On the plane and Rayleigh-type waves propagation in the context of nonlocal two-phase-lag thermoelasticity

Abstract

The principle objective of this manuscript is to investigate the propagation of time-harmonic plane as well as surface wave in an infinite linear nonlocal thermoelastic medium occupied the whole space, assuming a known wavelength. For the thermodynamic response, we adopt the dual-phase-lag (DPL) heat conduction model of generalized thermoelasticity. The study aims to analyze wave characteristics, including dispersion, damping, and coupling effects, under these advanced thermoelastic theories. Our analysis reveals six possible plane harmonic in time waves: two uncoupled transverse waves and four coupled longitudinal waves. The transverse waves propagate independently, remain undamped over time, and exhibit dispersion due to size-dependent effects, resulting in reduced wave speeds. The longitudinal waves, influenced by thermal effects, experience dispersion and temporal damping. Among these, a quasi-elastic wave and a stationary quasi-thermal wave decay exponentially to zero over time, while the presence of one or two dilatational quasi-thermal waves depends on the phase-lag parameters.

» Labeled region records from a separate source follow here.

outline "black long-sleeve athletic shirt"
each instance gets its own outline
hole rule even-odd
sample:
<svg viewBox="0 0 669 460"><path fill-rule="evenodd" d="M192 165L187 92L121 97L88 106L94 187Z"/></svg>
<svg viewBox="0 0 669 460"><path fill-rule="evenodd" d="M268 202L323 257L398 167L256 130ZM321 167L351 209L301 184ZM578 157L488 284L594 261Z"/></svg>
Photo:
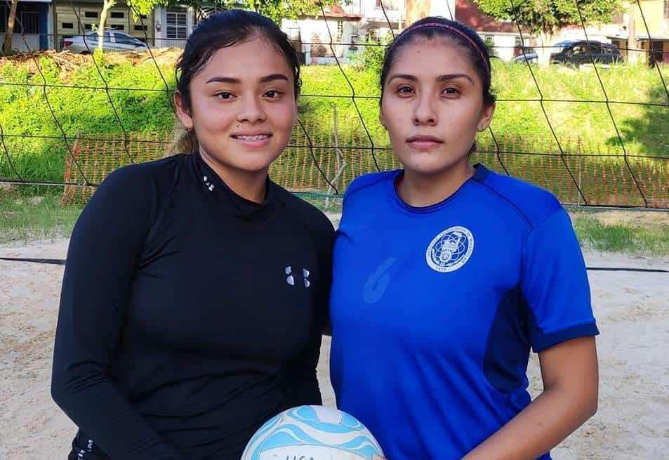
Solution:
<svg viewBox="0 0 669 460"><path fill-rule="evenodd" d="M267 180L235 195L200 155L112 173L72 234L51 393L72 459L239 460L272 415L320 404L333 229Z"/></svg>

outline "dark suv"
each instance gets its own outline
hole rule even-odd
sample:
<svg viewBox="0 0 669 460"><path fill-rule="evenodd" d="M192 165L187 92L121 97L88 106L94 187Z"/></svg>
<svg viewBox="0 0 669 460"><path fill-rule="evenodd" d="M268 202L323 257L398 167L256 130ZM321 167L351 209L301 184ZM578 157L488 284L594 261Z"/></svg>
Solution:
<svg viewBox="0 0 669 460"><path fill-rule="evenodd" d="M551 64L569 64L579 67L590 64L613 64L624 60L616 45L601 41L559 41L554 46L558 48L550 53Z"/></svg>

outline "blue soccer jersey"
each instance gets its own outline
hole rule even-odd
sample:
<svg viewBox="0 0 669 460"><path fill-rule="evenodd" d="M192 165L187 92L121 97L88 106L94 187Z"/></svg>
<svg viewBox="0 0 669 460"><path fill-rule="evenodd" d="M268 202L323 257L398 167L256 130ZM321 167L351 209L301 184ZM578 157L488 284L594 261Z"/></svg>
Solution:
<svg viewBox="0 0 669 460"><path fill-rule="evenodd" d="M401 173L362 176L345 196L331 377L388 459L460 460L530 403L530 347L598 334L585 263L542 189L478 165L416 208L397 196Z"/></svg>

For surface waves in a semi-infinite nonlocal thermoelastic medium, we derive the dispersion relation and the secular equation under a traction-free boundary condition allowing heat exchange. Numerical simulations illustrate the influence of nonlocality and DPL effects on wave behavior. The results provide deeper insights into wave propagation characteristics in advanced thermoelastic media, which may have implications for material design and wave-based applications.